Характерно, что первому "паладину прогресса", идейному предку фон Хайека и Вебера, Самсону Карраско, в конце концов, стало катастрофически не хватать уничтоженной им легенды: "Как, сеньор Дон Кихот? Именно теперь, когда у нас есть сведения, что сеньора Дульсинея расколдована, ваша милость — на попятный? Теперь, когда мы уже совсем собрались стать пастухами и жить с песней на устах, ваша милость записалась в отшельники? Перестаньте, ради Бога, опомнитесь и бросьте эти бредни!" — говорит недавний Рыцарь Белой Луны, Рыцарь Зеркал (всё это весьма прозрачная символика) умирающему Дон Кихоту.
Но Дон Кихот умирает, ни словом не упомянув в завещании о Владычице своего сердца — Дульсинее Тобосской. Тем самым он окончательно передает ее судьбу в руки Санчо, самобичеванием которого и должна быть впоследствии расколдована тайная испанская красавица. "На порку эту добрый Санчо должен пойти добровольно, а не по принуждению и притом, когда он сам пожелает, ибо никакого определенного срока не установлено (курсив мой. — В.В.).

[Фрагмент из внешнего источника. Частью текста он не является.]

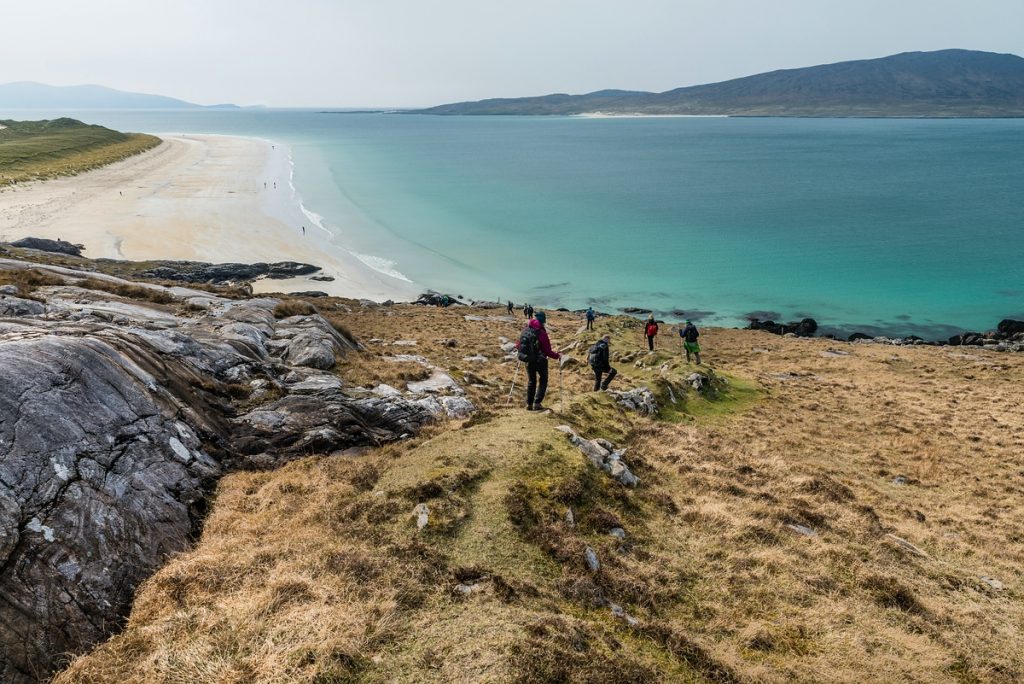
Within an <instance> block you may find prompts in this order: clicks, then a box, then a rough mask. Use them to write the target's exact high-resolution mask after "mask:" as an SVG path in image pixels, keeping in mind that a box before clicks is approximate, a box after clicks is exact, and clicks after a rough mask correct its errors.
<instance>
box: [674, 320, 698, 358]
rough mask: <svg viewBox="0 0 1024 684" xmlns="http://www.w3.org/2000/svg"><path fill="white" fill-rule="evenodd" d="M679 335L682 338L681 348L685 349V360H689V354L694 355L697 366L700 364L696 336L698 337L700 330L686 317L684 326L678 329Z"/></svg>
mask: <svg viewBox="0 0 1024 684" xmlns="http://www.w3.org/2000/svg"><path fill="white" fill-rule="evenodd" d="M679 337H681V338H683V349H684V350H685V351H686V362H687V364H689V362H690V354H693V355H694V356H696V359H697V366H700V365H701V364H700V345H699V344H697V338H698V337H700V331H698V330H697V327H696V326H694V325H693V323H692V322H691V320H690V319H689V318H687V319H686V327H685V328H683V329H682V330H681V331H679Z"/></svg>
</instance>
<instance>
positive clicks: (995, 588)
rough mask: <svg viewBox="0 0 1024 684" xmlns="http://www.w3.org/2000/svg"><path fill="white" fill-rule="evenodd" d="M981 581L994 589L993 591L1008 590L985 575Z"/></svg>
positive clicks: (990, 587)
mask: <svg viewBox="0 0 1024 684" xmlns="http://www.w3.org/2000/svg"><path fill="white" fill-rule="evenodd" d="M980 579H981V581H982V582H984V583H985V584H986V585H988V586H989V587H990V588H991V589H992V591H996V592H1001V591H1002V590H1004V589H1006V586H1005V585H1004V584H1002V583H1001V582H999V581H998V580H996V579H995V578H989V576H986V575H984V574H983V575H981V578H980Z"/></svg>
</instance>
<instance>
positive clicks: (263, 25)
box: [0, 0, 1024, 106]
mask: <svg viewBox="0 0 1024 684" xmlns="http://www.w3.org/2000/svg"><path fill="white" fill-rule="evenodd" d="M1022 27H1024V0H973V1H970V2H969V1H968V0H958V1H953V0H587V1H582V0H505V1H502V2H496V1H493V0H285V1H279V0H256V1H254V0H173V1H170V0H91V1H85V0H33V1H31V2H13V0H11V1H7V2H3V4H2V5H0V83H6V82H8V81H42V82H44V83H51V84H55V85H71V84H79V83H99V84H102V85H108V86H112V87H115V88H120V89H123V90H133V91H139V92H152V93H159V94H164V95H171V96H174V97H180V98H182V99H187V100H191V101H197V102H201V103H204V104H210V103H216V102H225V101H226V102H237V103H241V104H251V103H263V104H269V105H274V106H317V105H338V106H368V105H389V106H403V105H422V104H434V103H441V102H447V101H455V100H462V99H479V98H483V97H494V96H519V95H535V94H544V93H549V92H573V93H580V92H588V91H591V90H598V89H601V88H627V89H637V90H655V91H662V90H669V89H671V88H675V87H679V86H684V85H694V84H698V83H709V82H713V81H721V80H724V79H728V78H733V77H738V76H746V75H750V74H754V73H759V72H765V71H771V70H774V69H786V68H793V67H806V66H811V65H816V63H823V62H829V61H841V60H844V59H856V58H865V57H877V56H884V55H887V54H892V53H895V52H902V51H907V50H935V49H941V48H947V47H963V48H970V49H978V50H989V51H993V52H1014V53H1016V54H1022V55H1024V31H1022V30H1021V28H1022Z"/></svg>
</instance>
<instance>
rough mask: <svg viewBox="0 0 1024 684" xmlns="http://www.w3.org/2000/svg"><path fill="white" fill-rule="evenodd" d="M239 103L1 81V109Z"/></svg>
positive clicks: (125, 108) (179, 107)
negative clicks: (214, 102) (221, 101)
mask: <svg viewBox="0 0 1024 684" xmlns="http://www.w3.org/2000/svg"><path fill="white" fill-rule="evenodd" d="M223 109H229V110H234V109H242V108H239V105H237V104H212V105H209V106H207V105H204V104H196V103H195V102H187V101H185V100H183V99H177V98H174V97H166V96H164V95H151V94H146V93H138V92H125V91H123V90H115V89H114V88H108V87H105V86H100V85H78V86H51V85H46V84H45V83H34V82H31V81H19V82H17V83H4V84H0V110H223Z"/></svg>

Кроме того, бичевание будет сокращено вдвое, если только он согласится, чтобы другую половину ударов нанесла ему чужая рука, хотя бы и увесистая".
Последующая история Испании трагически подтверждает это предсказание Сервантеса. Подобно тому, как история России подтверждает высказанное желание Чацкого "искать по свету, где оскорбленному есть чувству уголок…" Три волны русской эмиграции XX века — следствие именно оскорбленного чувства, страстей души, чаяний "пассионариев"-чацких, родившихся на шестой части Земли "с названьем кратким Русь". Правда, никакой новой цивилизации, подобной Латинской Америке, оторвавшись от собственной почвы, они не создали, да и не стремились. Эмигранты — не конкистадоры, а Россия жива лишь в триединстве своего места, своей крови и своего духа. Утеряв или отказавшись хотя бы от одного элемента из этого триединства, мы теряем всё остальное. Русский человек не может быть русским только по месту своего рождения, как большинство представителей нынешних западноевропейских, новоатлантических наций; или только по крови, или только по вере — здесь необходимо именно их триединство. А обеспечить условия для сохранения такого триединства русских может только государство. Судьба русской мудрости-Софии столь же таинственным и трагическим образом остаётся в руках "государствен- ного человека" Фамусова, внешне до чрезвычайности напоминающего Санчо Пансу-губернатора: "В деревню! К тётке! В глушь, в Саратов!"